While the slower migration of TRF3 clearly does not depend on its association with the


majority of TAF7l or TAF13 under these conditions, this does not rule out the possibility

that these three proteins interact more transiently in vivo or that minor amounts of TAF7l

and TAF13, which avoid detection in this setting, are associated with higher molecular

weight assemblies. It is important to note that neither TAF7l nor TAF13 is observed in

the void fraction that would contain canonical TFIID. Though many general

transcription factor assemblies survive biochemical fractionation under the conditions

employed, activator-coactivator interactions are typically weaker, more transient, and

refractory to efficient biochemical copurification. Clearly, further investigation is needed

to determine the full range of protein-protein interactions by TAF7l and TAF13.
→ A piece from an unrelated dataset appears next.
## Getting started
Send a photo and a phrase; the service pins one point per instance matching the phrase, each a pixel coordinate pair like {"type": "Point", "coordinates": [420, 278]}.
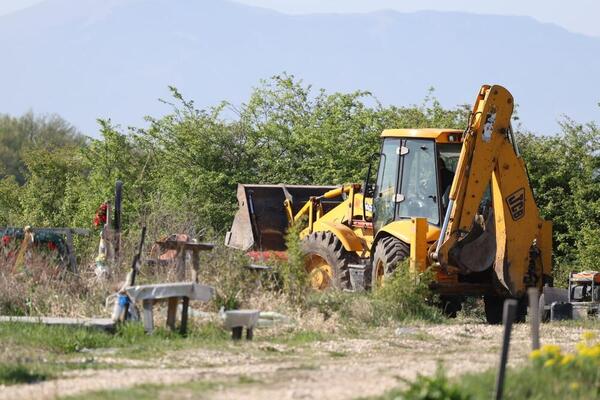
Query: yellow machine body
{"type": "Point", "coordinates": [502, 253]}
Core Promoter Recognition Complex Changes in Human ES Cell Derived

Hepatocytes.

Canonical TFIID structure and function has been a subject of almost equally

intensive study in both the mouse and human systems, and its role in transcription has

been shown to be highly conserved between these and lower vertebrates. In contrast,

investigation of TBP-related factors and TAF paralogs, including TRF3 and TAF7l, has

been largely restricted to the murine, Xenopus, and zebrafish models. Furthermore,

significant differences in the mechanisms and processes of liver development and

regeneration have been identified between mice and humans (Wauthier et al. 2008).

Hence, novel mechanisms of hepatic regulation uncovered by murine experimentation

must be recapitulated and confirmed in the human system for their therapeutic potential

to be realized. The directed in vitro differentiation of human embryonic stem cells to


functioning hepatocytes with the potential for therapeutic transplantation has been

reported by several groups and is a subject of intensive ongoing investigation (Duan et al.

2007; Hay et al. 2007; Hay et al. 2008a). Thus, we wished to determine if the changes

we observe in core promoter recognition complex expression during murine liver

development are conserved in an ES cell-based model of human hepatic commitment.

Human H9 ES cells were differentiated using a three step, sixteen day protocol

which mimics in vivo signaling events and has a reported efficiency of 90% (Hay et al.

2008a). In the first stage, proliferating ESCs are committed to the definitive endoderm

by incubation for five days with Activin A and Wnt3A, in the second stage they are

differentiated to hepatoblast like cells in defined growth factor free media, and in the

final stage matured to hepatocyte-like cells by the addition of hepatocyte growth factor

and oncostatin M (Figure 7A). Analysis of known marker gene expression in these four

cell populations by qPCR mirrors which is observed in vivo and is consistent with

published reports of directed hepatocyte differentiation, suggesting that the procedure

does faithfully model the hepatogenic process (Hay et al. 2008a; Hay et al. 2008b).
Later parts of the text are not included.